Bislang war ich immer viel bundesweit unterwegs, in Sitzungswochen des Bundestages und auch in den sogenannten Wahlkreiswochen. Ich hoffe und denke, dass ich nun wieder mehr den normalen Rhythmus und damit auch mehr Zeit für die Familie haben werde. Bislang war ich Teil eines Ministeriums mit Verantwortung für mehr als 30 000 Mitarbeiter, wenn man alle Behörden mitzählt. Die Verwaltung in der Fraktion ist deutlich schlanker. Ich erhoffe mir aber auch mehr Freiräume für politische Initiativen.
Anders als bislang werden Sie zukünftig wohl statt an Autobahnen häufiger in Kuhställen stehen. Besitzen Sie überhaupt ein Paar Gummistiefel?
Die habe ich auch schon als Staatssekretär auf Baustellen immer wieder gebraucht. Im Ernst: Unser Ziel ist es auf jeden Fall den Landwirten mehr Wertschätzung entgegenzubringen und Umwelt- sowie Landwirtschaftspolitik wieder mehr zu vereinen.
Wie steht es eigentlich um den Kontakt mit den übrigen Abgeordneten aus dem Wahlkreis?

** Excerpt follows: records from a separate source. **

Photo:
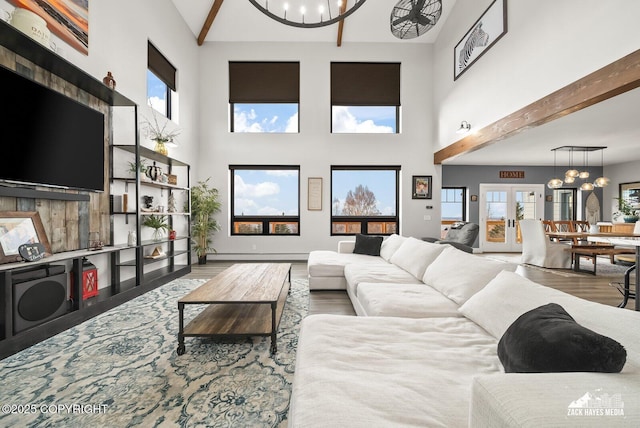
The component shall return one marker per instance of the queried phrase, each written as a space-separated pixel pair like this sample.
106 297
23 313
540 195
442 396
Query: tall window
364 200
161 81
365 97
454 204
564 207
264 96
265 200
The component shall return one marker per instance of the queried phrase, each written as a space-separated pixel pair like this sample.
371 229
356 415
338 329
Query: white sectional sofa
429 357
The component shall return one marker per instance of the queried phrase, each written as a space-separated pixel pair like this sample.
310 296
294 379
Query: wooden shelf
28 48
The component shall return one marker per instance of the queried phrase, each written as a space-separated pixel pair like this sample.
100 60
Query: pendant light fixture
601 181
296 14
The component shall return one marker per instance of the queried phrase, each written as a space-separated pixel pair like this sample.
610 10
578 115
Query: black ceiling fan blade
425 20
401 20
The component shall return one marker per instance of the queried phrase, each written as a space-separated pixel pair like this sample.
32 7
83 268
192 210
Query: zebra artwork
477 38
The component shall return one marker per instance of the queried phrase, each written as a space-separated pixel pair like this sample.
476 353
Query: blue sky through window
265 192
381 182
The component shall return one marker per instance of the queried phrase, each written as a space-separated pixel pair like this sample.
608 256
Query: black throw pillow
369 245
548 339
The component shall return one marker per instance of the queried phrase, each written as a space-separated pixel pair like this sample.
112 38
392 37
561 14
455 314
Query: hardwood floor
595 288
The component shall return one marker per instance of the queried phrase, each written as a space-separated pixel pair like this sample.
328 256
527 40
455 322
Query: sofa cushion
331 263
548 339
369 245
415 255
390 245
459 275
357 273
404 300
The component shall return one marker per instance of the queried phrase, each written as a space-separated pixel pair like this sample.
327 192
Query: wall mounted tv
58 141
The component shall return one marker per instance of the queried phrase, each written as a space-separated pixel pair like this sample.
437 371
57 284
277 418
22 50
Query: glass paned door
501 206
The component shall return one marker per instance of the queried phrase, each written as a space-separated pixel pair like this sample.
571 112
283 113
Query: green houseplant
204 204
629 213
158 223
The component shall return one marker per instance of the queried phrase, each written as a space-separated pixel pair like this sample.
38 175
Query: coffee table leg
181 347
274 346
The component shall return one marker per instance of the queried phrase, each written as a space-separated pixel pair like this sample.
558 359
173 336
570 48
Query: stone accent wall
67 223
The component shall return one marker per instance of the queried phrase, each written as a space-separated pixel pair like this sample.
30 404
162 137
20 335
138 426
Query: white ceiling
240 21
612 123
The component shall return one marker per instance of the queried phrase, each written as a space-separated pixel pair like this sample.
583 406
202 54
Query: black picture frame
421 187
490 27
17 228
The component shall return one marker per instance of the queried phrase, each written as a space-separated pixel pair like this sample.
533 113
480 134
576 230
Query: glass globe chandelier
307 13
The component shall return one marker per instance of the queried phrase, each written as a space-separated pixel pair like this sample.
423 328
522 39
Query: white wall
315 149
549 44
118 35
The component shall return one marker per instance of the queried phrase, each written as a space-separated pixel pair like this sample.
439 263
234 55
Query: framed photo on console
17 228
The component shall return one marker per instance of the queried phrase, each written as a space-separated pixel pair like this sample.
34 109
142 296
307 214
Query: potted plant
204 204
629 213
158 223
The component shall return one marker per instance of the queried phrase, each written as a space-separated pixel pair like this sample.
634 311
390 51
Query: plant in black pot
158 223
628 213
204 204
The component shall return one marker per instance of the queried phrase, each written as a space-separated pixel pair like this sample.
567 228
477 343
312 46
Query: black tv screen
48 138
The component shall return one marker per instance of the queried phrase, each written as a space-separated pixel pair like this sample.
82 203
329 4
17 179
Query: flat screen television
48 138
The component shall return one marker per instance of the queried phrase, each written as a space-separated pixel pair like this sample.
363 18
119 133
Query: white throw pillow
414 255
390 246
459 275
504 299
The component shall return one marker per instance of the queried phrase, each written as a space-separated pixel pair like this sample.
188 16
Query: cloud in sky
345 121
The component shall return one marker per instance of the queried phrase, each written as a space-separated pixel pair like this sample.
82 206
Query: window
264 96
454 204
365 97
364 200
563 204
161 81
265 200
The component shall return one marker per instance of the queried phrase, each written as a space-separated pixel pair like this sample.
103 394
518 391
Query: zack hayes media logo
597 404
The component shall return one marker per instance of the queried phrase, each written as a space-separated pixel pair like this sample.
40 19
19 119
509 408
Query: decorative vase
109 81
161 147
154 172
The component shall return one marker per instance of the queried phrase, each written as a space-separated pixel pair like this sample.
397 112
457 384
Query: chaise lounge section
444 369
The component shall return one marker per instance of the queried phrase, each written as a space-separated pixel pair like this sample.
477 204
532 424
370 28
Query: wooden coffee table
246 299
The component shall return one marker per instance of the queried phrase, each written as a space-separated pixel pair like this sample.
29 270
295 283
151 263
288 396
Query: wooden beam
614 79
343 9
207 23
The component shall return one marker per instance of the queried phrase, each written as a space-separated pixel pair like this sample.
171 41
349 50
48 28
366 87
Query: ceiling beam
343 9
614 79
207 23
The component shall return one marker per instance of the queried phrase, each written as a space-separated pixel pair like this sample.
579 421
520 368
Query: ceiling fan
413 18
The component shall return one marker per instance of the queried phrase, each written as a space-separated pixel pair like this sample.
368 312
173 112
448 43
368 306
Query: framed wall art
421 187
483 34
630 192
17 228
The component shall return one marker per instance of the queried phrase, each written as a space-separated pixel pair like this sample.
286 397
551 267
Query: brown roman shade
365 84
161 67
264 82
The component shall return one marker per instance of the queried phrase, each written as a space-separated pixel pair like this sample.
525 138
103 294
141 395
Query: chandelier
572 173
307 13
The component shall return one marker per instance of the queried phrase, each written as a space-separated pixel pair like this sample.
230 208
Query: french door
501 206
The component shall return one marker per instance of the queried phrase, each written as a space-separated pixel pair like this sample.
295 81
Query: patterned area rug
120 369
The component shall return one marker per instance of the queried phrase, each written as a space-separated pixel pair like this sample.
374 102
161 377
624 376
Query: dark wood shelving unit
118 292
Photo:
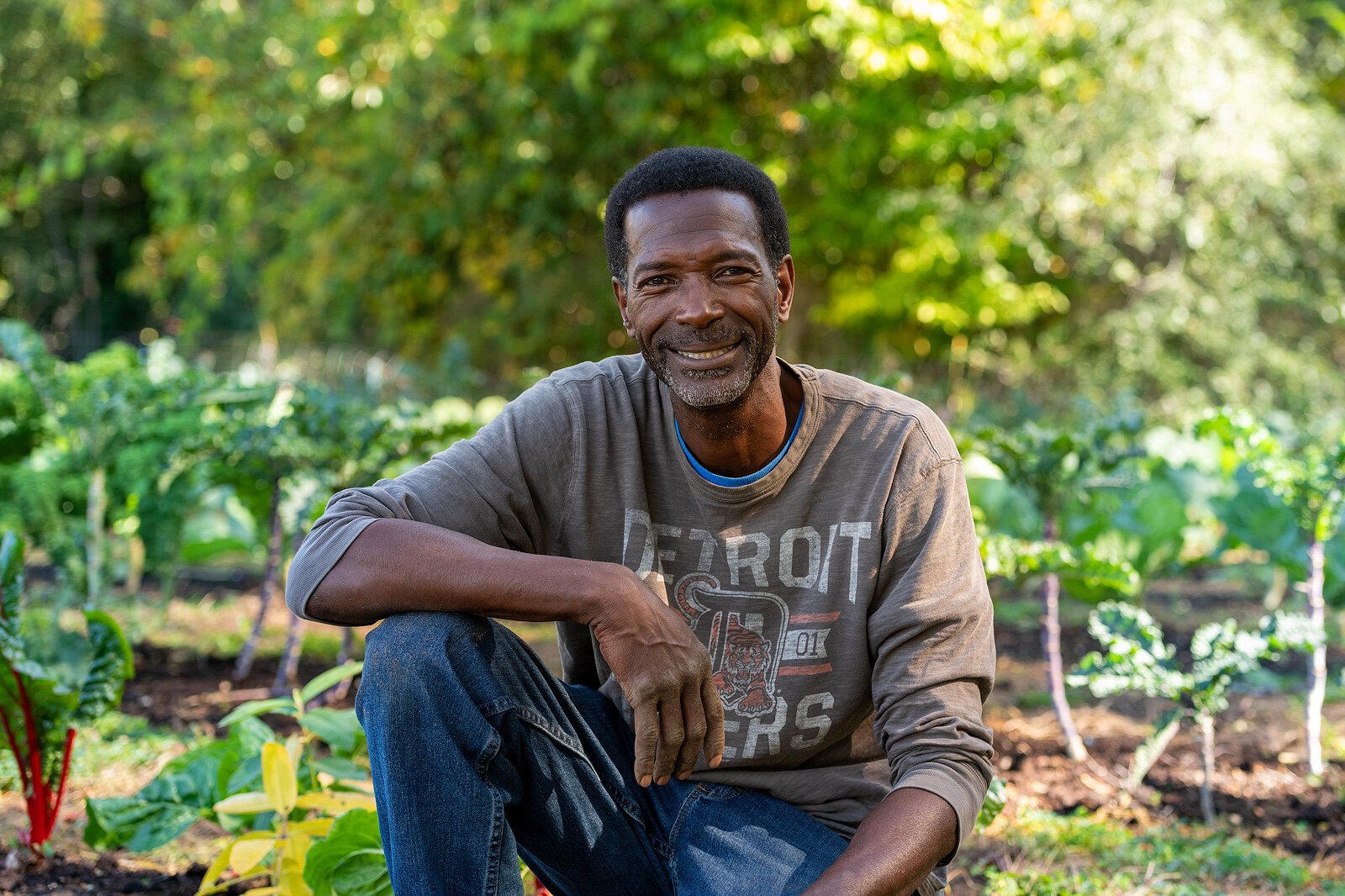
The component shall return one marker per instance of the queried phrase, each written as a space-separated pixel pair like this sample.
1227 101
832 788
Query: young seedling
1136 656
1309 478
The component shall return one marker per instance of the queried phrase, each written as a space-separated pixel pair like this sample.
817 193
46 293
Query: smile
704 356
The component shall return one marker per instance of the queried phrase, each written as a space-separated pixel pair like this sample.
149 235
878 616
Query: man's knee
408 653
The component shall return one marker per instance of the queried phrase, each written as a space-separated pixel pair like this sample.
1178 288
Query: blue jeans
481 755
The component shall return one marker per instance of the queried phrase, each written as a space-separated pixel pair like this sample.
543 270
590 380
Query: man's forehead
699 214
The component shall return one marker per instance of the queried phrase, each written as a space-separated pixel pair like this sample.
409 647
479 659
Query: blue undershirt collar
737 481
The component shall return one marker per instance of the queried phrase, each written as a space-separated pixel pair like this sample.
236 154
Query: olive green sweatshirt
841 596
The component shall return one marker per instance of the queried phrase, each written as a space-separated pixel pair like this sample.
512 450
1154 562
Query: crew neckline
736 482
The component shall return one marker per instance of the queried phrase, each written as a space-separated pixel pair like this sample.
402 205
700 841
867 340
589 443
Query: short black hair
683 170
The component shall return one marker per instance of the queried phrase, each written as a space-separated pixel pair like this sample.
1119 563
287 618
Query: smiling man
773 623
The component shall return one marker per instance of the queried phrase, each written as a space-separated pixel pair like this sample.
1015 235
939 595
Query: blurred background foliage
1009 203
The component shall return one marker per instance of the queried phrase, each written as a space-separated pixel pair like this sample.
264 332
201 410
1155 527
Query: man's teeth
704 356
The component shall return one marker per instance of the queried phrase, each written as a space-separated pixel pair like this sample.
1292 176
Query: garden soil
1261 784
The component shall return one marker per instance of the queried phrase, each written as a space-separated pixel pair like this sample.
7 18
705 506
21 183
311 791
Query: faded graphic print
744 633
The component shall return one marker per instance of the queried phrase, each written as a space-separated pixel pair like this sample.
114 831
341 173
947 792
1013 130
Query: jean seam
688 804
497 815
531 717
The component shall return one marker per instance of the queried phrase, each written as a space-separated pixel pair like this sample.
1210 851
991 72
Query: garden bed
1261 788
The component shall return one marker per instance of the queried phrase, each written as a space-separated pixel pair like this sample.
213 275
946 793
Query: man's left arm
931 634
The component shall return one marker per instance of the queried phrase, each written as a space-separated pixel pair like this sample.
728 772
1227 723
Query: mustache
719 331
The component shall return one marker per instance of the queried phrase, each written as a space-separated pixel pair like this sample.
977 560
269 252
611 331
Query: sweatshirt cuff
316 557
955 790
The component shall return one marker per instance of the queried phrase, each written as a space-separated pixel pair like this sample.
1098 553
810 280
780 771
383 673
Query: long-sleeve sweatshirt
841 596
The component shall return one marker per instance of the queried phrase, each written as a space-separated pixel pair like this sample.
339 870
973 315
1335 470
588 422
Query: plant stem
1317 660
288 670
37 793
1051 654
94 517
65 777
1207 764
268 582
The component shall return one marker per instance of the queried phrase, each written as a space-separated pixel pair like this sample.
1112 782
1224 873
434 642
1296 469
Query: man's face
699 298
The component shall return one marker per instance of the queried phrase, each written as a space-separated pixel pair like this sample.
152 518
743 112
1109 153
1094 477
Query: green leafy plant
1055 467
193 784
45 700
1308 478
1136 656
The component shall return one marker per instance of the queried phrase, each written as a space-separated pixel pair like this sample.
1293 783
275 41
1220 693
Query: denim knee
408 651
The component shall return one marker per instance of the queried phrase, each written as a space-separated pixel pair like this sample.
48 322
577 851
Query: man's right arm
404 566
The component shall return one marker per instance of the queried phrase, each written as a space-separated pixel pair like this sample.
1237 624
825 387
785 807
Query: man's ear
619 291
784 288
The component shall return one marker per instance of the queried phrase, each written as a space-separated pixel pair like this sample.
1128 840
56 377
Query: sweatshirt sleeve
931 634
506 486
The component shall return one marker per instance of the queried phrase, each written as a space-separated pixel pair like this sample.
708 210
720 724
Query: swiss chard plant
1136 656
46 698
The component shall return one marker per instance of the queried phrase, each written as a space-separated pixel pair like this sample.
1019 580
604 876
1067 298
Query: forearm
894 848
401 566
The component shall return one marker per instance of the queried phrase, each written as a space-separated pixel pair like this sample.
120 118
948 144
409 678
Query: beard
720 385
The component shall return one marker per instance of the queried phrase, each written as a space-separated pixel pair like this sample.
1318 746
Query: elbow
335 606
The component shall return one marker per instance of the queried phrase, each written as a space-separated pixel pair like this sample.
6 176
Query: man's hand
665 673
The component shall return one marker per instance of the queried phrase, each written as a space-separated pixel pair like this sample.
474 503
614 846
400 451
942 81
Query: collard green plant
119 436
1308 477
42 705
192 786
1136 656
1055 467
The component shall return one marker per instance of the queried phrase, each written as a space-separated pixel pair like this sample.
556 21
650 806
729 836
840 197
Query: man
773 616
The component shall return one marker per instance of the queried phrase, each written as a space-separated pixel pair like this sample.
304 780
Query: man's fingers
713 723
693 720
670 743
646 741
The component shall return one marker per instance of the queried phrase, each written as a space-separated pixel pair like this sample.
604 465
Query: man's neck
739 439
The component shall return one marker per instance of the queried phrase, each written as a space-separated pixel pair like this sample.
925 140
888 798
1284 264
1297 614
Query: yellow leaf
244 804
210 883
277 777
296 849
336 804
249 853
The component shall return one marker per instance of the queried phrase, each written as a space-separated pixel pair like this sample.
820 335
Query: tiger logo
744 633
743 672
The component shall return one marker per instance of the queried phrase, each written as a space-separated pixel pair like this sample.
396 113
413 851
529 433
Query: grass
1086 855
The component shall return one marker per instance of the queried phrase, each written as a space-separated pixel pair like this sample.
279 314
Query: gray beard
712 387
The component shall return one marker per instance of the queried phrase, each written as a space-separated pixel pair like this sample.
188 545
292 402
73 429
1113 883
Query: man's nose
699 306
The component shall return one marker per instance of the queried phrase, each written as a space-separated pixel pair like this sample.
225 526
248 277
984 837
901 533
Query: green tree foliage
1149 187
1183 165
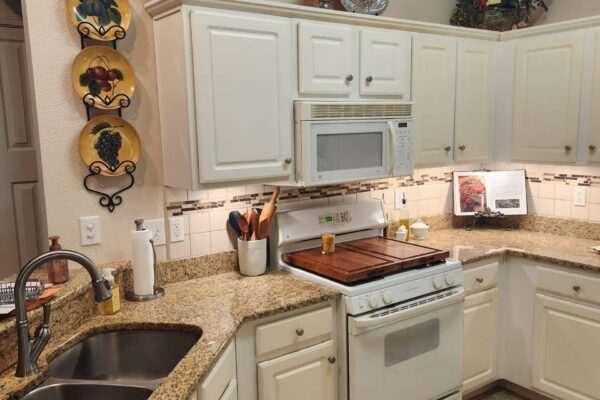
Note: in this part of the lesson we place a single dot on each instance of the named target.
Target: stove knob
(387, 297)
(374, 301)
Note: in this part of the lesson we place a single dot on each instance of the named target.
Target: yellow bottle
(112, 305)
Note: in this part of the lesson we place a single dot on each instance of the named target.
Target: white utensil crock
(252, 256)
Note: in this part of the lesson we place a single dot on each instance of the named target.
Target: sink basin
(124, 356)
(69, 391)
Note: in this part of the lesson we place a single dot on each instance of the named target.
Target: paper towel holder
(158, 291)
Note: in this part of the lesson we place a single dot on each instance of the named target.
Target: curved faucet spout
(30, 349)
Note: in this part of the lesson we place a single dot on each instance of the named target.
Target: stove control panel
(335, 218)
(402, 292)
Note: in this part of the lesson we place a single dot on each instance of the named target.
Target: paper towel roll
(143, 262)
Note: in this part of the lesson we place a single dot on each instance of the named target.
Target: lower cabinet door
(306, 374)
(566, 349)
(480, 339)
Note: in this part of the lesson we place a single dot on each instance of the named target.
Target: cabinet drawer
(294, 331)
(577, 286)
(481, 278)
(222, 376)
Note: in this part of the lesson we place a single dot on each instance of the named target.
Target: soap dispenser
(112, 305)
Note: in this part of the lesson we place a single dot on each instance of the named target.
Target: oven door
(347, 150)
(412, 350)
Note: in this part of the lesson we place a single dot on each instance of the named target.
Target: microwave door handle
(364, 323)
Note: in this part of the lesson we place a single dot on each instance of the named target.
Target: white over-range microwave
(342, 141)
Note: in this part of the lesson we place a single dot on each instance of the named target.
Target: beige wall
(53, 44)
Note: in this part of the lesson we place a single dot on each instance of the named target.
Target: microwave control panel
(402, 142)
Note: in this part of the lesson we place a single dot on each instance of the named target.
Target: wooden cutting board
(365, 259)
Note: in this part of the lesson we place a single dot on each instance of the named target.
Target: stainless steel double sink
(118, 365)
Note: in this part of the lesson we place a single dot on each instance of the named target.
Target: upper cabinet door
(326, 62)
(547, 96)
(385, 62)
(242, 67)
(594, 135)
(434, 81)
(473, 100)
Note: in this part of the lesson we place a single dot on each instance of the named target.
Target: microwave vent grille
(331, 111)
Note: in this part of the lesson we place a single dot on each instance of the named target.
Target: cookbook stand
(487, 214)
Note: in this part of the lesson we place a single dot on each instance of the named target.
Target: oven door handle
(358, 325)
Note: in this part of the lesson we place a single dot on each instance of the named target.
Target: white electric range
(400, 334)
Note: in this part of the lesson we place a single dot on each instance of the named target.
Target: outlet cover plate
(157, 226)
(579, 197)
(89, 230)
(176, 229)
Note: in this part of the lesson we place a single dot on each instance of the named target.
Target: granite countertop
(217, 305)
(479, 244)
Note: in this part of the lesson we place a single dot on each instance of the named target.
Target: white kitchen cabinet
(221, 382)
(242, 84)
(473, 100)
(480, 339)
(566, 349)
(385, 63)
(326, 59)
(310, 373)
(341, 61)
(594, 127)
(547, 89)
(433, 91)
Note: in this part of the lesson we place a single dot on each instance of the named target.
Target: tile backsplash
(550, 191)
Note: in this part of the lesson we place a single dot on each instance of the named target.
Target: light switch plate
(398, 200)
(579, 196)
(89, 230)
(157, 226)
(176, 229)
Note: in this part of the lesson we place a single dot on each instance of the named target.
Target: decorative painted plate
(103, 78)
(105, 20)
(109, 142)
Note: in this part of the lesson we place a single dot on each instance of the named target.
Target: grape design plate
(100, 19)
(111, 140)
(103, 78)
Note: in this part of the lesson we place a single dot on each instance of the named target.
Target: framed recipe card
(496, 191)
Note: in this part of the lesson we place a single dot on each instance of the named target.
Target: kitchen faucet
(29, 349)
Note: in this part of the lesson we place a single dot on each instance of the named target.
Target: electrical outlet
(579, 197)
(399, 196)
(89, 230)
(157, 226)
(176, 229)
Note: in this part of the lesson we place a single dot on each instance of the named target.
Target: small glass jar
(328, 243)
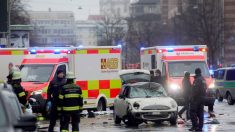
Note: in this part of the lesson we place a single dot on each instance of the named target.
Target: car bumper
(38, 103)
(152, 116)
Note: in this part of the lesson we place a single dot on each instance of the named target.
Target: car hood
(161, 101)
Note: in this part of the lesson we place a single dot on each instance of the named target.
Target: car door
(219, 81)
(121, 104)
(229, 83)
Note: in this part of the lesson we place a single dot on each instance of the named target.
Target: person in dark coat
(53, 97)
(18, 89)
(197, 101)
(187, 91)
(70, 104)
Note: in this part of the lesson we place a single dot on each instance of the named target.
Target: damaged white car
(144, 101)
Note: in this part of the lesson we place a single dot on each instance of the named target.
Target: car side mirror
(26, 123)
(121, 96)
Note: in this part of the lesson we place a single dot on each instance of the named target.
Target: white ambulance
(10, 55)
(96, 70)
(173, 61)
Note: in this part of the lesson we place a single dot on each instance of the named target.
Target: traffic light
(3, 16)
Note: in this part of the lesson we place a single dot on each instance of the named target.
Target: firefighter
(70, 104)
(17, 88)
(187, 89)
(197, 101)
(53, 97)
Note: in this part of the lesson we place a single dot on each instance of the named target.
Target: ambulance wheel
(101, 105)
(230, 99)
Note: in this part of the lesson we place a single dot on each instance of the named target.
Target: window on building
(230, 75)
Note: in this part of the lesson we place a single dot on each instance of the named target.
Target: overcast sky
(88, 6)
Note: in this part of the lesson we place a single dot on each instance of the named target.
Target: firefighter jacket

Mit Fabian Gramling (CDU) bin ich natürlich in engem Austausch, aber gerade eben war auch Macit Karaahmetoglu (SPD) bei mir im Büro. Auch mit Sandra Detzer (Grüne) habe ich mich schon getroffen. Wir wollen schauen, wo wir, unabhängig von Regierung oder Opposition, bei Projekten für Wahl- und Landkreis zusammenarbeiten können.